Alors qu’elle se trouvait très convaincante, parfaitement calme et hautement détachée, Aviendha lui prit la main et la serra – l’équivalent d’une étreinte réconfortante pour une Aielle, du moins en public – et le lien lui transmit toute la sympathie de Birgitte. Plus que ça, même : la compassion d’une femme qui avait vécu le deuil qu’une autre redoutait plus que tout au monde. Pour la Championne, Gaidal Cain était perdu aussi sûrement que s’il avait quitté ce monde, et ses souvenirs de leur passé commun s’estompaient. Avant la fondation de la Tour Blanche, elle ne se rappelait rien, et même cette époque-là lui échappait peu à peu. Certaines nuits, la peur d’oublier totalement Gaidal – oui, jusqu’à son existence et celle de leur amour – la laissait incapable de dormir, sauf si elle buvait autant d’alcool fort que son estomac pouvait en contenir. Une mauvaise solution, Elayne le comprenait, et elle aurait aimé aider sa Championne à en trouver une autre. Cela dit, ses souvenirs de Rand, elle le savait, ne mourraient qu’avec elle. Comment imaginer l’horreur d’un tel oubli ? Se vider ainsi du sens même de sa vie…

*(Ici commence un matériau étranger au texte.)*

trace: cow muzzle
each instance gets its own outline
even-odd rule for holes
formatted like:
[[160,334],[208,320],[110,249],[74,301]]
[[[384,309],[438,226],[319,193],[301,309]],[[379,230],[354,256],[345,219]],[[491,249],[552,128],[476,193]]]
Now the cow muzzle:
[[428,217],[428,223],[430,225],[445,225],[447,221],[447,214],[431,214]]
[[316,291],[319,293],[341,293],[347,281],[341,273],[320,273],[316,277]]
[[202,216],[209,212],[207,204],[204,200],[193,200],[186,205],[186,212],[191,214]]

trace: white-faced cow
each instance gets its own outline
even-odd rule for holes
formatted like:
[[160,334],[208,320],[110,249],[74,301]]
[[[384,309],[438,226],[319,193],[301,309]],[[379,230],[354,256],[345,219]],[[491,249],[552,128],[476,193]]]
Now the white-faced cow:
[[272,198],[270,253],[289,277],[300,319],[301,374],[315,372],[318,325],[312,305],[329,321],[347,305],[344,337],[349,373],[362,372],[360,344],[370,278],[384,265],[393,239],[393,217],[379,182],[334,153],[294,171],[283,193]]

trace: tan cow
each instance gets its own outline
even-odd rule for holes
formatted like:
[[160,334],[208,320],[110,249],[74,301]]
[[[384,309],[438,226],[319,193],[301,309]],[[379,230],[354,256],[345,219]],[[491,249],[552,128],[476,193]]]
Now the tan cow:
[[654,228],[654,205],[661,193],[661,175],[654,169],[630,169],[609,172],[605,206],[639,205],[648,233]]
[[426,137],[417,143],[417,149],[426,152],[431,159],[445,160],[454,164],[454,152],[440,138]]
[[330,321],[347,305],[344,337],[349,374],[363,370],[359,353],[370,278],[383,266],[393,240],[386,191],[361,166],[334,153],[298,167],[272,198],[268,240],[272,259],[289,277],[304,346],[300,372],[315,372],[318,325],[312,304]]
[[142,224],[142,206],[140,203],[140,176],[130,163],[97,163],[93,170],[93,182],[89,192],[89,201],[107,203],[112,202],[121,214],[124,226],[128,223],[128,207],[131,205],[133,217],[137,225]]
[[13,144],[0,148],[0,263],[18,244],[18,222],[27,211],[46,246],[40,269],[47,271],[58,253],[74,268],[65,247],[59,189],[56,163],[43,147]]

Malgré tout, elle espérait que quelqu’un guérirait la gueule de bois de Birgitte avant que son propre crâne explose comme un melon trop mûr. En matière de guérison, elle n’était pas à la hauteur, et Aviendha ne valait pas mieux.
Malgré les émotions qu’Elayne sentait chez elle, Birgitte conserva un visage de marbre.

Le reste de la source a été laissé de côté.